In contrast to the conventional investment illustrated in
Implementation and management of the various embodiments of the present invention may be supported by the use of computers and software. For instance, accounting and tax information generated in accordance with the present invention may be generated and/or stored with the use of computers. Contracts and/or other documents needed to implement the invention may be generated and/or stored with the use of computers.
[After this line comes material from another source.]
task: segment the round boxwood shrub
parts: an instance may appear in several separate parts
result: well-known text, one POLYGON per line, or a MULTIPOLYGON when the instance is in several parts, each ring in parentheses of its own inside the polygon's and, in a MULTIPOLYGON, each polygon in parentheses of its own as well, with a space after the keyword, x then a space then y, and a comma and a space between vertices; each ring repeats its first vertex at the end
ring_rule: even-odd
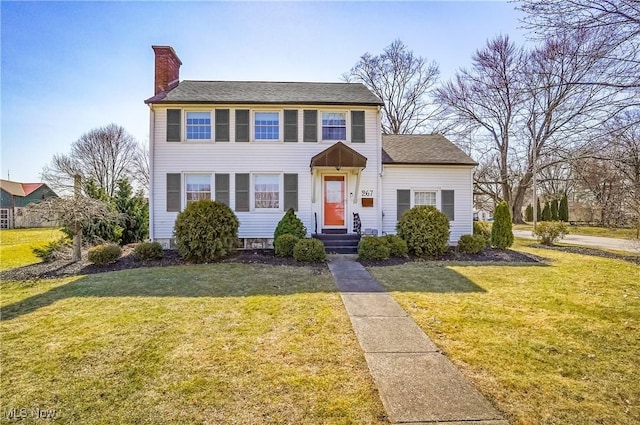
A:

Functionality to support billing, keeping track of accounts receivable, and other financial management tasks needed to manage the leases between the SPE Lessor 304 and the SPE Lessee 303, and/or the SPE Lessee 303 and the User Lessees 306, may be provided, at least in part, by computers. Accordingly, one skilled in the art will appreciate that computers may be used to support nearly any aspect of the present invention. However, one skilled in the art also will appreciate that the invention is not limited to any particular arrangement of computers used to support the invention. The term “computer” is intended to include any data processing device, such as a desktop computer, a laptop computer, a mainframe computer, a personal digital assistant, a Blackberry, and/or any other device for processing data, whether implemented with electrical and/or magnetic and/or optical and/or biological components, or otherwise.
It is to be understood that the exemplary embodiments are merely illustrative of the present invention and that many variations of the above-described embodiments can be devised by one skilled in the art without departing from the scope of the invention. It is therefore intended that all such variations be included within the scope of the following claims and their equivalents.